Consider sending out monthly newsletters, hosting show-and-tell sessions, and giving demos of upcoming features. Make sure your communication is two-way, live, honest and open. Instead of relying on forms, set up 15-minute one-on-ones with user champions to get valuable feedback. Engage directly with your app team's engineers to understand and address their day-to-day challenges with your platform.
Other notable things worth doing in the community space:
Build a contribution model for the platform, starting simply with how to improve the documentation, request new features and what needs to be optimised.
Consider adopting a lightweight Request For Comments (RFC) process as an essential part of architecture and technology decision making. This helps to keep track of complex decision points, manage (and make visible) external dependencies, and provide specific discussion points. The RFC process enables the platform team to effectively gather feedback from users and other stakeholders, leads to better designs and promotes communication of the architecture. Asynchronous communication over long, unproductive meetings.

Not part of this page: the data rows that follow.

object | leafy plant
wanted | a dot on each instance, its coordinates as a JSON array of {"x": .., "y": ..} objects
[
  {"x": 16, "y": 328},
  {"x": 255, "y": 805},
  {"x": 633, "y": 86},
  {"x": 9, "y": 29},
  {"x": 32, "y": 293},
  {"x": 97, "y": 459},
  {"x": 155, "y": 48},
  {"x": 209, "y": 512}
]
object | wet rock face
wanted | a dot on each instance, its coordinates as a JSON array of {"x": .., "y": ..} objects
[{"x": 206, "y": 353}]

Establish the initial customer engagement process to understand their requirements, timing, external integrations and application context. Ensure that both the product manager and lead platform engineer participate in these meetings.
Track the adoption status with Kanban, when teams go live, key contact points and dependencies. Review this weekly.
Define a support model for the platform to tell users how to get help. Eventually extend this to full operations and incident management.
Relationship to other platforms within your organisation
In larger organisations, teams often build their own platforms. But most of these self-built platforms aren't ready for prime time - they lack proper standards, seamless infrastructure lifecycle management and robust security. They often lack essential components such as disaster recovery and a formal support model. Unfortunately, relying on such platforms increases the risk of accidental downtime across your organisation.
A strategic investment in platform engineering, on the other hand, gives you three options:
Consolidate multiple platforms.
Deprecate less strategic platforms.
A single governance model for all platforms.
Duplication and competition in this area can be detrimental to the overall health of the organisation. Encouraging collaboration, rather than competition, seems to be a beneficial approach that's worth exploring. Here are some key considerations and steps you can take to improve interaction and increase overall effectiveness:
Consider integrating existing platforms or just the services they provide. This requires careful analysis of each platform to identify different value propositions and how they could potentially fit together. Sometimes it may be better to split platform offerings into individual capabilities, such as compute and data storage.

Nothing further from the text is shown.